Ireland’s last hope, Fiachra Garvey (21) had a cheering fan club which, sadly, didn’t manage to propel him to success.
He made some risky tempo decisions in Shostakovich and Liszt, showing real gumption but also stretching him a little too far. He was at his best in a selection of Debussy preludes, with his finest playing reserved for the lazy haze of La Terrasse des Audiences du clair de Lune.
The Axa Dublin International Piano Competition continues at the National Concert Hall on Thursday and Friday.
MICHAEL DERVAN
Apocrifu, Dublin Dance Festival
Abbey Theatre
FLEMISH-MOROCCAN choreographer Sidi Larbi Cherkaoui has always been attracted to drawing. For him, dance is a temporary drawing that disappears once the movement stops, and more importantly, is re-written once the movement starts again.

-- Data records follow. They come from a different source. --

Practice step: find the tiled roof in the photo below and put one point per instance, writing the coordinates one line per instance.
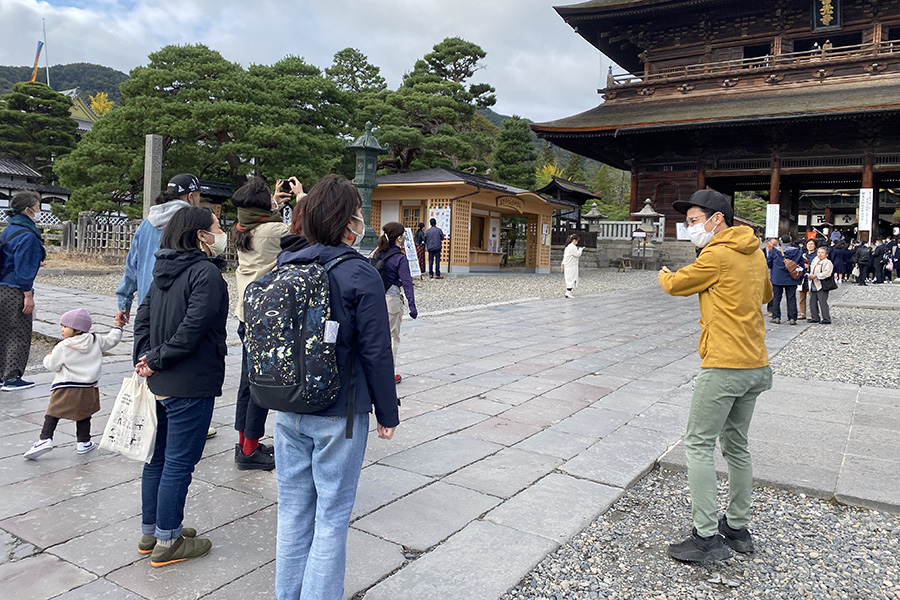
(723, 109)
(14, 166)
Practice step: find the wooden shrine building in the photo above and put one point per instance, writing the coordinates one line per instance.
(797, 99)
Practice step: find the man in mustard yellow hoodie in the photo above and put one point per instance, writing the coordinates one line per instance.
(731, 278)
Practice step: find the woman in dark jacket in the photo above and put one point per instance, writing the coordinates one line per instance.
(395, 274)
(317, 465)
(23, 253)
(179, 345)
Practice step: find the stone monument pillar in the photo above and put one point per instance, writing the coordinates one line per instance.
(152, 170)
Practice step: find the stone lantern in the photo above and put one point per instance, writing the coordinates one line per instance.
(367, 150)
(648, 217)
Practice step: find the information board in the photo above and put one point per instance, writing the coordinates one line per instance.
(409, 246)
(865, 209)
(773, 217)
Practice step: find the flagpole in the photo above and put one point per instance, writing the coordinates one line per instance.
(46, 58)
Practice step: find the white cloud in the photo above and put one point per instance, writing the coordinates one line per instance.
(542, 70)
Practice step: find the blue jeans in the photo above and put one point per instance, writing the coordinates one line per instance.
(182, 424)
(434, 262)
(318, 471)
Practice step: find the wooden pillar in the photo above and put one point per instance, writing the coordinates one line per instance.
(634, 178)
(775, 181)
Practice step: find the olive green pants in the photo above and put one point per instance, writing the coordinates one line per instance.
(722, 407)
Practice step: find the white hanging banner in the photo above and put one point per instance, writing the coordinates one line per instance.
(773, 218)
(865, 209)
(409, 246)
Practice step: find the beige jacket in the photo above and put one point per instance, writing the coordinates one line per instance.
(257, 262)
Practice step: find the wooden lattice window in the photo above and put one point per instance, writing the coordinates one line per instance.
(666, 195)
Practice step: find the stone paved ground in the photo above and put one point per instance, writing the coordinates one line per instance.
(521, 424)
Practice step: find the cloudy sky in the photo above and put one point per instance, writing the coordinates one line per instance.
(542, 70)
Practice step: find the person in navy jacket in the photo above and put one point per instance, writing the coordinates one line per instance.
(23, 254)
(317, 466)
(782, 283)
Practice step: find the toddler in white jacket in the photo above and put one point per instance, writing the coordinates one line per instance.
(77, 362)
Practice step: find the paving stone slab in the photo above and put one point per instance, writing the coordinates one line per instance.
(622, 457)
(542, 411)
(554, 442)
(51, 525)
(870, 482)
(99, 589)
(442, 456)
(380, 485)
(239, 548)
(557, 507)
(483, 561)
(501, 431)
(59, 485)
(259, 583)
(427, 516)
(448, 419)
(369, 559)
(39, 577)
(593, 422)
(505, 473)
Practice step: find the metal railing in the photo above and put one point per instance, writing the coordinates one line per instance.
(773, 61)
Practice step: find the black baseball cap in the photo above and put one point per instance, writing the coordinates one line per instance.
(710, 200)
(185, 183)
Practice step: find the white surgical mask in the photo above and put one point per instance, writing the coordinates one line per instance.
(218, 246)
(357, 236)
(698, 234)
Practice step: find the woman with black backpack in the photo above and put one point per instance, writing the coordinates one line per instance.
(317, 460)
(391, 262)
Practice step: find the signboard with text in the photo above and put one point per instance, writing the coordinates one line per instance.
(865, 209)
(773, 217)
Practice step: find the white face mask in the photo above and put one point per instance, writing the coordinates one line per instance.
(698, 234)
(357, 236)
(219, 245)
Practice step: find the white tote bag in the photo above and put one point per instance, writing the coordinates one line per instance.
(131, 428)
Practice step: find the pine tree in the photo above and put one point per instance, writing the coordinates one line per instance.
(515, 154)
(36, 127)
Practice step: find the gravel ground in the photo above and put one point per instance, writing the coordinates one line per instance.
(859, 347)
(432, 295)
(805, 548)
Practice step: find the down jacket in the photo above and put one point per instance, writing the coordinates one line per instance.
(180, 326)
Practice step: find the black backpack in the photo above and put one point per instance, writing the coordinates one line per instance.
(291, 341)
(6, 272)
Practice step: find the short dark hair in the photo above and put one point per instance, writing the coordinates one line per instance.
(330, 205)
(392, 231)
(22, 201)
(181, 232)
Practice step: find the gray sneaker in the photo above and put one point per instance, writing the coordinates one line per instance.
(738, 540)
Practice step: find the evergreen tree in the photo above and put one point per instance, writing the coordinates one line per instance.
(217, 121)
(515, 154)
(352, 72)
(36, 127)
(429, 120)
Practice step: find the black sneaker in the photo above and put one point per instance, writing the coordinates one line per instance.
(258, 460)
(738, 540)
(700, 549)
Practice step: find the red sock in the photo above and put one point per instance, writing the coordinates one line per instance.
(250, 446)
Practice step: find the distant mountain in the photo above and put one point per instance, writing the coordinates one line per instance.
(88, 78)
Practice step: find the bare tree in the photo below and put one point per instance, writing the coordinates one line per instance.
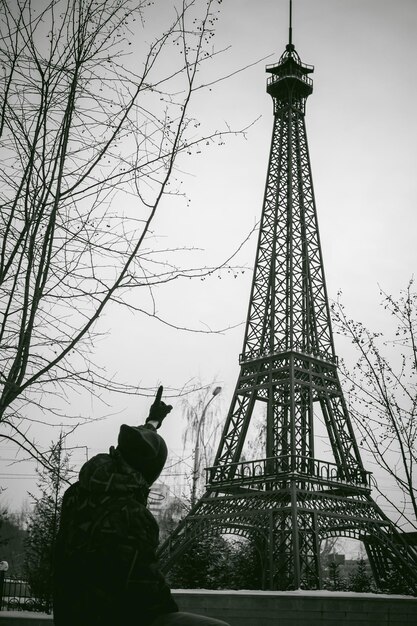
(383, 395)
(90, 138)
(200, 433)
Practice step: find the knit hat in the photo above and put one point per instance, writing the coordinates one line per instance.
(143, 449)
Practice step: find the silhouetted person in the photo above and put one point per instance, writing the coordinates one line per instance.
(106, 571)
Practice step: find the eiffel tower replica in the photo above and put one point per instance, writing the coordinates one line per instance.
(289, 501)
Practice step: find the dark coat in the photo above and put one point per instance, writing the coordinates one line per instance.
(105, 564)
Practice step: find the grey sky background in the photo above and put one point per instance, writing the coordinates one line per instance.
(362, 134)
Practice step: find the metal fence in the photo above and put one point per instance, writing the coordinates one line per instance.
(16, 595)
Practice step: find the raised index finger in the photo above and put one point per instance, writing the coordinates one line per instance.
(158, 395)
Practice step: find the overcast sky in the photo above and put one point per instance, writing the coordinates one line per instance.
(362, 134)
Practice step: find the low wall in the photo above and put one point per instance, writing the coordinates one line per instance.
(275, 608)
(300, 608)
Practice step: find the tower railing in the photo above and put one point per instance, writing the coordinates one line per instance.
(289, 74)
(261, 472)
(253, 354)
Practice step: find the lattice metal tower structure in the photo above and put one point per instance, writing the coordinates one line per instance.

In Apocrifu, which opened this year's Dublin Dance Festival, that ephemerality is pitted against the permanency of the written word.
Another constant theme for Cherkaoui is the equality of religions, cultures and individuals, and here he presents his case using his most canonical evidence to date: sacred texts.
In one light-hearted moment, the choreographer compares different versions of the story of Cain and Abel within the Talmud, Koran and Bible.
Highlighting their underlying subjectivity, he reinforces their interchangeability with a physical set-piece: the three dancers – Cherkaoui, Dimitri Jourde and Yasuyuki Shuto — line up behind one another and move the three sacred texts around like a six-armed shiva.
But for the most part the tone is darker. The Corsican acapella group A Filetta are a constant presence, moving silently around stage and ignored by the performers like unseen angels.
Their renditions of liturgical and secular texts switch between uplifting and leavening, and so it is left to the piles of books around the stage to provide the most malevolent influence.
Initially used as stepping stones to bring the three characters together, they soon become missiles, flung at the first sign of difference.
In contrast, diverse forms of expression are presented equally to coalesce into a universal statement, including a Japanese Bunraku puppet, legs bells (like those found in Kathak dance) and a movement vocabulary that includes classical ballet and circus skills.
Cherkaoui might question the rigidity of the written word, and particularly sacrosanctity, but ultimately the difference is in individual interpretation rather than content. In offering dance as a temporary drawing, he champions freedom of interpretation over blind obedience to text.
But, while Apocrifuis an impressive choreographic achievement, it rests somewhat uneasily between the metaphoric and the literal, and misses its potential to be truly mythical.